Lab 3-01: PyTorch Tensors & Autograd
Learning Goals
- Master tensor operations and their CUDA equivalents
- Understand PyTorch's dynamic computation graph
- Use
autogradto compute gradients manually - Avoid common pitfalls: in-place ops, detach, no_grad
- Profile GPU memory usage with
torch.cuda.memory_summary
Core Concepts
Tensors
import torch
# Creation
x = torch.tensor([1.0, 2.0, 3.0]) # from Python list
x = torch.zeros(3, 4) # zeros
x = torch.randn(2, 3, requires_grad=True) # Gaussian random, tracks gradients
x = torch.arange(12).reshape(3, 4).float()
# Device placement
device = torch.device("cuda" if torch.cuda.is_available() else "cpu")
x = x.to(device)
# or
x = x.cuda() # GPU
x = x.cpu() # back to CPU
Computation Graph
PyTorch builds a directed acyclic graph (DAG) dynamically as ops execute.
Each tensor with requires_grad=True records its creation operation.
x = torch.tensor(2.0, requires_grad=True)

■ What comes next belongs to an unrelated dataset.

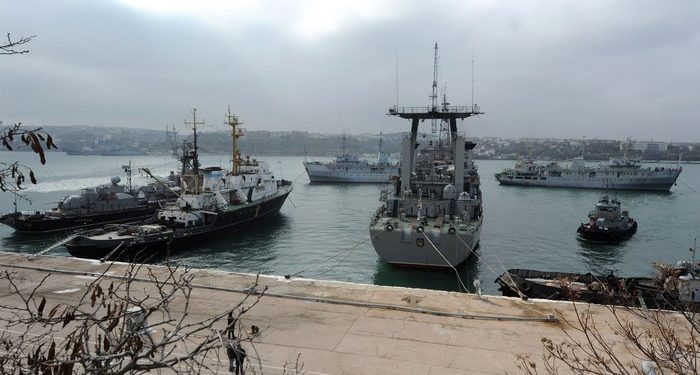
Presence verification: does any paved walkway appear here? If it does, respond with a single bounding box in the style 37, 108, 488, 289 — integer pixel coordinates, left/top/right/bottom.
0, 253, 660, 375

y = x ** 2 + 3 * x + 1 # y = x²+ 3x + 1
y.backward() # dy/dx = 2x + 3
print(x.grad) # tensor(7.) = 2*2 + 3
Gradient Tape (manual backward)
x = torch.randn(3, requires_grad=True)
W = torch.randn(4, 3, requires_grad=True)

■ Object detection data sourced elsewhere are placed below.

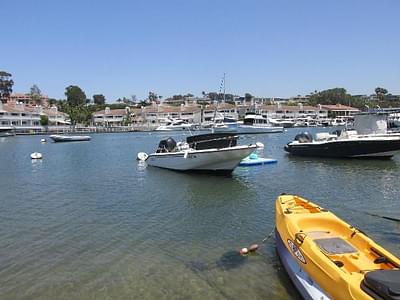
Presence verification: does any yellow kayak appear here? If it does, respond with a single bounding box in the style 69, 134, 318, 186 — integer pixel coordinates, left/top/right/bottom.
275, 195, 400, 300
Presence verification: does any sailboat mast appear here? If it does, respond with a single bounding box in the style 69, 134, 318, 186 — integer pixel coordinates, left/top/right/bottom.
224, 73, 225, 103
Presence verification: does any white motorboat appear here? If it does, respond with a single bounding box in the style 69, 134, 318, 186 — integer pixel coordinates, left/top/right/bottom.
138, 133, 264, 174
0, 126, 15, 137
50, 134, 91, 143
156, 118, 194, 131
269, 118, 296, 128
238, 113, 283, 134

b = torch.zeros(4, requires_grad=True)
# Forward pass
z = W @ x + b
loss = z.pow(2).sum()
# Backward pass — PyTorch computes all gradients
loss.backward()
print(W.grad) # dL/dW, shape (4, 3)
print(x.grad) # dL/dx, shape (3,)
torch.no_grad() vs detach()
# no_grad: disable gradient tracking for inference (saves memory, faster)
with torch.no_grad():
pred = model(x) # no gradient computation
# detach: break the graph — use when you want the value without gradient
y = x.detach().numpy() # convert to numpy
# grad_fn shows you what op created the tensor
x = torch.randn(3, requires_grad=True)
y = x.sin()
print(y.grad_fn) # <SinBackward0 object>
In-Place Operations — Common Pitfall
x = torch.randn(3, requires_grad=True)
# BAD: in-place modifies the tensor autograd needs for backward
x += 1 # RuntimeError: a leaf Variable that requires grad has been used in an in-place operation
# GOOD: create a new tensor
x = x + 1
CUDA Memory Management
# Check memory
print(torch.cuda.memory_allocated() / 1e6, "MB allocated")
print(torch.cuda.max_memory_allocated() / 1e6, "MB peak")
# Free cache
torch.cuda.empty_cache()
# Memory profiling context
with torch.profiler.profile(
activities=[torch.profiler.ProfilerActivity.CUDA],
profile_memory=True,
) as prof:
y = model(x)
print(prof.key_averages().table(sort_by="cuda_memory_usage", row_limit=10))
Interview Questions
Q: What is the computation graph in PyTorch? How does it differ from TensorFlow 1.x?
A: PyTorch uses a dynamic (define-by-run) computation graph built at runtime during the forward pass. TF1 used a static graph defined before execution. Dynamic graphs enable Python control flow (if/else, loops) in model forward passes and easier debugging.
Q: What does .detach() do?
A: It returns a new tensor with the same data but without gradient tracking. Use it to: (1) convert to numpy; (2) prevent gradients flowing into part of the graph (e.g., frozen encoder); (3) implement stop-gradient operations.
Q: Why does zero_grad() need to be called before backward()?
A: PyTorch accumulates gradients by default. Without zero_grad(), each backward pass adds to existing gradients. This is useful for gradient accumulation (simulating larger batch sizes), but must be reset at the start of each update step.
Q: What's the difference between model.eval() and torch.no_grad()?
A: model.eval() changes the behavior of layers like BatchNorm (use running stats instead of batch stats) and Dropout (disable it). torch.no_grad() disables gradient computation to save memory and time. For inference, you typically want both.